Twice in our thirty years of marriage, Maggie and I have owned a new car. The first time was in 1996 when we bought a gold-colored Saturn SL2. The second time was when we traded that Saturn in for another new Saturn in 2000, which we still drive to this day. I don’t know if they still do this or not, but when we purchased these new cars the people at the Saturn dealership made a big deal out of it. They all gather around and congratulate you and sing to you and take your picture. It’s like you’ve now become part of a special community. I thought back about how I felt as we drove away from the showroom. It was a need-satisfying moment, to be sure. I felt joyful and powerful and free. As Maggie drove us home to the friendly, waiting garage, I looked in the glove box and pulled out a crisp, new car manual for the model we had just purchased. It contained all kinds of helpful information. It described little details on how you could custom program the automatic door locks; or on how the posi-traction worked; or on how to make the change your oil light go off after you changed your own oil; or on the kind of oil you should put in the car; or on how much oil should go in the car. And on and on the information went.

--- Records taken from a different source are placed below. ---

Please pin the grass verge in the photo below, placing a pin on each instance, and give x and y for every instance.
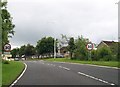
(102, 63)
(11, 71)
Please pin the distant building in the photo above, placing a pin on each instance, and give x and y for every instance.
(107, 44)
(111, 44)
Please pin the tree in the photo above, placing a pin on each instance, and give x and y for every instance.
(22, 50)
(104, 53)
(71, 47)
(45, 46)
(94, 55)
(29, 50)
(7, 25)
(80, 50)
(15, 52)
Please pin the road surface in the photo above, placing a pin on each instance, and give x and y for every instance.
(54, 73)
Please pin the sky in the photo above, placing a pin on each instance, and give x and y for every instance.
(34, 19)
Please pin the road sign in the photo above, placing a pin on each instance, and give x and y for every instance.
(89, 46)
(7, 48)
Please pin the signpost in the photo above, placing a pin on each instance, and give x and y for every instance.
(7, 49)
(89, 47)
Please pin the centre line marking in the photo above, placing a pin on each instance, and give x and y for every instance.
(95, 78)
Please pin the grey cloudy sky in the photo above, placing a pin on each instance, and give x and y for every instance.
(34, 19)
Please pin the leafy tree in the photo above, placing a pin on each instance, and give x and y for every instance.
(45, 46)
(22, 50)
(15, 52)
(104, 54)
(29, 50)
(7, 25)
(71, 47)
(94, 55)
(80, 50)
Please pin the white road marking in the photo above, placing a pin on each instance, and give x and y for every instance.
(60, 66)
(19, 76)
(89, 65)
(95, 78)
(64, 68)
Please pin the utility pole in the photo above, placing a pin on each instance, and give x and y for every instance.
(54, 47)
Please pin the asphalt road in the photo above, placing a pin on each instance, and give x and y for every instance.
(53, 73)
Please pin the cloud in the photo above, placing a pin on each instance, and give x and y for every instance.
(94, 19)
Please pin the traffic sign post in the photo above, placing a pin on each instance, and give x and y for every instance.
(89, 47)
(7, 48)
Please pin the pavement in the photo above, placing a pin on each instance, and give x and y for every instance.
(55, 73)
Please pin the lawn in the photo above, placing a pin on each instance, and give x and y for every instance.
(102, 63)
(11, 71)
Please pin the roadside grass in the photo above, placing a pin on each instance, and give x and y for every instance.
(102, 63)
(11, 71)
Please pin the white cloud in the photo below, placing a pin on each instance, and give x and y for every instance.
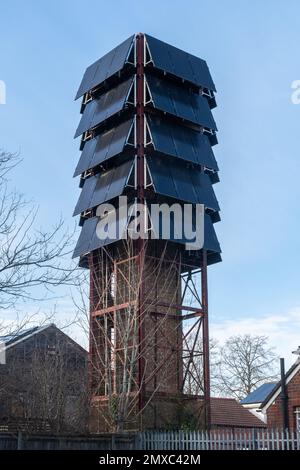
(282, 330)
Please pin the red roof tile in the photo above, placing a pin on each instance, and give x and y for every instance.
(229, 412)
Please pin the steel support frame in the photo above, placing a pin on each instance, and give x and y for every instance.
(198, 314)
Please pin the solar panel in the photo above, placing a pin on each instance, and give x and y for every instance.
(89, 240)
(177, 62)
(183, 183)
(110, 103)
(114, 225)
(181, 142)
(103, 147)
(180, 102)
(103, 187)
(104, 68)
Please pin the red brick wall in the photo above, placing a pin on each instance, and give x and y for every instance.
(274, 413)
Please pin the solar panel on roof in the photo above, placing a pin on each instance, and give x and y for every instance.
(180, 102)
(105, 67)
(110, 103)
(181, 142)
(89, 240)
(183, 183)
(103, 187)
(177, 62)
(103, 147)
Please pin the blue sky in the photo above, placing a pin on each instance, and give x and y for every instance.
(252, 49)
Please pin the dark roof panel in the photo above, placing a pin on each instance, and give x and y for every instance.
(103, 187)
(110, 103)
(183, 183)
(180, 102)
(103, 147)
(260, 394)
(108, 65)
(181, 142)
(89, 240)
(179, 63)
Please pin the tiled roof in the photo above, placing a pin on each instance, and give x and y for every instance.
(228, 412)
(294, 369)
(260, 394)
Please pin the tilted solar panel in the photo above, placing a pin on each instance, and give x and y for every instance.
(180, 102)
(105, 67)
(181, 142)
(97, 110)
(103, 147)
(103, 187)
(177, 62)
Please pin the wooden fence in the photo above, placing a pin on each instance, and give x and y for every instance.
(252, 439)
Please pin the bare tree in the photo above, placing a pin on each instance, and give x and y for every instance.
(117, 348)
(244, 363)
(29, 257)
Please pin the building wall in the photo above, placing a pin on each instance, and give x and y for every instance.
(43, 383)
(162, 343)
(274, 413)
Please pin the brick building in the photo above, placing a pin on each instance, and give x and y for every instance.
(43, 382)
(227, 414)
(272, 405)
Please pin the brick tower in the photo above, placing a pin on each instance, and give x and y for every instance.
(147, 133)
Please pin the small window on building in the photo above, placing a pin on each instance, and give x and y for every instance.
(297, 418)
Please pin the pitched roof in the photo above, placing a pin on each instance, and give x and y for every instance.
(293, 370)
(259, 395)
(13, 339)
(228, 412)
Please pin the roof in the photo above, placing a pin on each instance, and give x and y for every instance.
(13, 339)
(259, 395)
(228, 412)
(293, 370)
(21, 335)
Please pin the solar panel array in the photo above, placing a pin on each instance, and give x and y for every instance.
(179, 136)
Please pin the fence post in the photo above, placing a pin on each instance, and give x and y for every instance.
(20, 442)
(254, 439)
(113, 442)
(137, 441)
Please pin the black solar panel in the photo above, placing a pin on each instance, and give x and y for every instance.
(181, 142)
(103, 147)
(105, 67)
(89, 240)
(110, 103)
(185, 184)
(180, 102)
(103, 187)
(177, 62)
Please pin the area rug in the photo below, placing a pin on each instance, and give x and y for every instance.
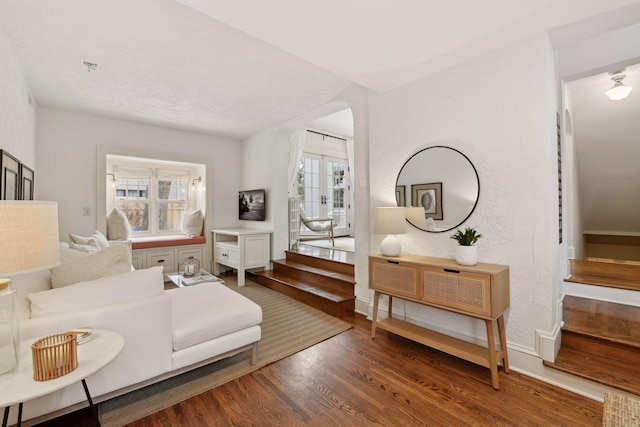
(288, 327)
(342, 243)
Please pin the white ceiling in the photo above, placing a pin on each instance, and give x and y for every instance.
(242, 66)
(606, 135)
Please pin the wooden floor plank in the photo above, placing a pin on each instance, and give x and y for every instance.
(353, 380)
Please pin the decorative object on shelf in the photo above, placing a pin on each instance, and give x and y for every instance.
(54, 356)
(9, 329)
(619, 90)
(390, 221)
(466, 252)
(29, 241)
(190, 266)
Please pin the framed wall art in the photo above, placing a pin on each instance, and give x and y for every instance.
(9, 177)
(400, 195)
(429, 197)
(27, 181)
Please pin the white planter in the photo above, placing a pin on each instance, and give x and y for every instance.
(467, 255)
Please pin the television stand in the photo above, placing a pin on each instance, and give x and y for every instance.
(241, 249)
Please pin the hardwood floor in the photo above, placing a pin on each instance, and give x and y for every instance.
(353, 380)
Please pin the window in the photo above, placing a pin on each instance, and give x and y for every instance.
(154, 196)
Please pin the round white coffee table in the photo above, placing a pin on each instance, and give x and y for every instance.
(93, 355)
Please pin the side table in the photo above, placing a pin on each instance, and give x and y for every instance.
(93, 355)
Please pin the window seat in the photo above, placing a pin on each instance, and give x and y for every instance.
(164, 241)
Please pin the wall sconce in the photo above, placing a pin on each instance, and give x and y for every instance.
(619, 90)
(193, 183)
(113, 181)
(390, 221)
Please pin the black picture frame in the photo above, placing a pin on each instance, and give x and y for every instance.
(27, 181)
(400, 195)
(9, 177)
(429, 197)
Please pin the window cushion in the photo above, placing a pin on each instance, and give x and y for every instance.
(192, 223)
(97, 293)
(113, 260)
(96, 238)
(118, 227)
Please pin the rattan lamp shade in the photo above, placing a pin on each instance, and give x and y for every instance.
(28, 236)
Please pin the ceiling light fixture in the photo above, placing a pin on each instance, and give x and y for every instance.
(90, 66)
(619, 90)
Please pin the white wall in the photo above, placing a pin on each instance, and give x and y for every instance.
(17, 116)
(67, 146)
(499, 110)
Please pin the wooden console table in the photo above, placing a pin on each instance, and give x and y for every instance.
(480, 291)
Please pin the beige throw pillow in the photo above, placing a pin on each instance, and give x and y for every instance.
(192, 223)
(118, 227)
(112, 260)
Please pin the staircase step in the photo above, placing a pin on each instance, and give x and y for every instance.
(329, 280)
(610, 321)
(621, 276)
(338, 305)
(600, 342)
(604, 370)
(323, 263)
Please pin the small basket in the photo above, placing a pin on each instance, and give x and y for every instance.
(54, 356)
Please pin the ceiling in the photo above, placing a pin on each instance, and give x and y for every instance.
(236, 67)
(606, 135)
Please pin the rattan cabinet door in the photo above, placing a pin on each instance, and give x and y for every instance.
(397, 278)
(458, 290)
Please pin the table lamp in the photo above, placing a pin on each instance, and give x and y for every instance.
(28, 242)
(390, 221)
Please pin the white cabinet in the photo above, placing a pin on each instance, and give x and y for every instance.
(241, 249)
(169, 257)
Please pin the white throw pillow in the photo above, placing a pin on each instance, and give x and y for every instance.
(98, 293)
(118, 227)
(113, 260)
(192, 223)
(90, 247)
(96, 238)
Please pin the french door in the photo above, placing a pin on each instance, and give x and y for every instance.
(323, 187)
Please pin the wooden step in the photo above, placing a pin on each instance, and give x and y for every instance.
(600, 342)
(333, 303)
(323, 263)
(339, 283)
(621, 276)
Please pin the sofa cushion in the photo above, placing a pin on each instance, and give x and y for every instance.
(192, 223)
(97, 238)
(113, 260)
(209, 310)
(105, 291)
(118, 227)
(27, 283)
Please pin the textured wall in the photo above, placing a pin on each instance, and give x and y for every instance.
(17, 115)
(498, 109)
(67, 157)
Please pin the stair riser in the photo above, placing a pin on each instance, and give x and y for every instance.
(320, 281)
(593, 345)
(329, 307)
(324, 264)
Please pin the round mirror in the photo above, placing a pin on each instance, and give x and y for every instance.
(441, 187)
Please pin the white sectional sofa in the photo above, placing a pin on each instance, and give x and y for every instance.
(165, 332)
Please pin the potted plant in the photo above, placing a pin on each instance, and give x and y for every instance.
(466, 252)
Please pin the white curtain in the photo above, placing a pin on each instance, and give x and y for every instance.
(296, 145)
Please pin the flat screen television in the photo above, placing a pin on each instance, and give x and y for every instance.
(251, 205)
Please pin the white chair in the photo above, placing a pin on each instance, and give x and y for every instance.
(318, 225)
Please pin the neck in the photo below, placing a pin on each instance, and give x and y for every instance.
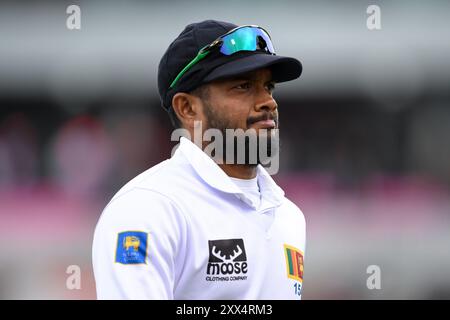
(240, 171)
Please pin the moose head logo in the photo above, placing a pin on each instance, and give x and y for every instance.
(227, 257)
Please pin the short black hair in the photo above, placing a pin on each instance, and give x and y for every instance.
(202, 92)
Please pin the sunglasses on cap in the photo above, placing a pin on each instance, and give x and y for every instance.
(243, 38)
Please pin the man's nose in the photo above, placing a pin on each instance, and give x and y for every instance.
(265, 101)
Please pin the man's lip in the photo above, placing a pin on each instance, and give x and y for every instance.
(265, 124)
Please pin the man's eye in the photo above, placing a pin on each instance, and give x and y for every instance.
(244, 85)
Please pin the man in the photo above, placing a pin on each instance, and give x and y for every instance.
(194, 226)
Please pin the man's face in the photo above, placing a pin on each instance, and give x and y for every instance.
(244, 102)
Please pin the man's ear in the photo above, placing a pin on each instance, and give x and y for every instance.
(187, 108)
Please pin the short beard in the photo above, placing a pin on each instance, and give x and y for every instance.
(222, 124)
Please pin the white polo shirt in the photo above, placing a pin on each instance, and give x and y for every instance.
(184, 230)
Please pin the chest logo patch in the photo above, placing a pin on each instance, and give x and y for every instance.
(227, 260)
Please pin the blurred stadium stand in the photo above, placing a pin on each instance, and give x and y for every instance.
(365, 130)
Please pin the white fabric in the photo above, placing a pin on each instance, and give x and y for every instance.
(250, 189)
(187, 204)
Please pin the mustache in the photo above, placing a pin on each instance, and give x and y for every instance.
(262, 117)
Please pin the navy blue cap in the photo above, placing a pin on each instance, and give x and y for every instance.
(216, 65)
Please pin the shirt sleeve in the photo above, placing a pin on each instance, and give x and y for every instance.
(138, 247)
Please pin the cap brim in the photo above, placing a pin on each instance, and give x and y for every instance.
(283, 68)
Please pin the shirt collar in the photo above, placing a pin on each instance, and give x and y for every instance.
(271, 194)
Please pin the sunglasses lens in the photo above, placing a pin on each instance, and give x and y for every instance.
(246, 39)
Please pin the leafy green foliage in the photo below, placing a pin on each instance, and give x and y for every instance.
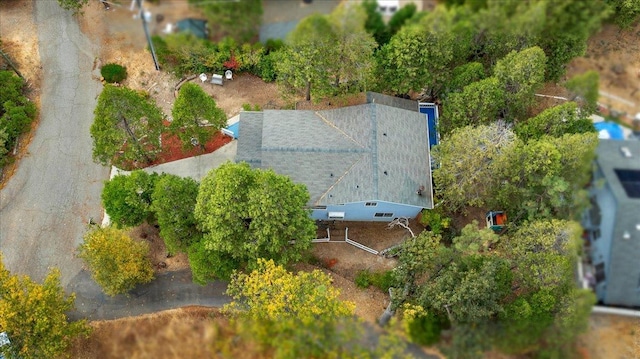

So think about this for a moment—If I put the kind of motor oil in the car that Saturn recommended in the manual, was I obeying Saturn? When I change my oil every 3,000 to 5,000 miles, am I complying with a Saturn demand? It seems silly to view it this way. We don’t view Saturn as an arbitrary car company out to make our lives difficult. We figure they built the car and they probably know best how to keep it running well. Obeying Saturn, if you will, rather than being restrictive, simply makes sense. Further it leads to a more joyful car experience now and in the future.
With my Saturn experience in mind, the A. A. principle that we love the kind of life such obedience brings begins to appear in its true light. Such obedience is really not like the obedience we usually think of. If the A. A. passage above is accurate, and I for one think the passage is on the right track, then there are different levels of obedience. Level one is based on I must, probably for reasons of survival. Level two is based on I ought to, which reveals a growing sense of personal responsibility to one’s self and to others. Level three is based on the idea that we love the kind of life such obedience brings, which is the highest and most secure level of obedience, where we obey because it makes sense and is for our best good.
I can see how God would have a challenge on his hands when working with the human race. At times during our earth’s history our very survival has been at stake. When the Hebrews were rescued by the mighty arm of God from Egyptian captivity they formed a massive group, probably approaching two million in number. Although impressive in numbers, they had almost no knowledge of their Rescuer God, had minimal knowledge on how to create and preserve effective relationships, and no knowledge on principles of health. It indeed was a situation calling for God to be extremely clear about who He was and what His expectations were. The boundaries for behavior had to be very specific. For instance, without modern medicine an illness could easily wipe out every one of them. Therefore, cleanliness procedures were vital, not because God was arbitrary, but because their very lives depended on it. It truly was an obey and live moment in time. If they weren’t ready for level two or level three obedience, God was willing to work with them at level one, even if it meant being misunderstood, even if it meant later generations might struggle with the word obedience.
And so we come back to the question that started us off—what is the antonym of arbitrary? Because I think Christian choice theorists would be very interested in those words or phrases. Could it be that God is more like the Saturn car company than we realize?
Wilson, B. (1967). As Bill sees it: The A.A. way of life (selected writings of A.A.’s co-founder). New York: Alcoholics Anonymous World Services, Inc.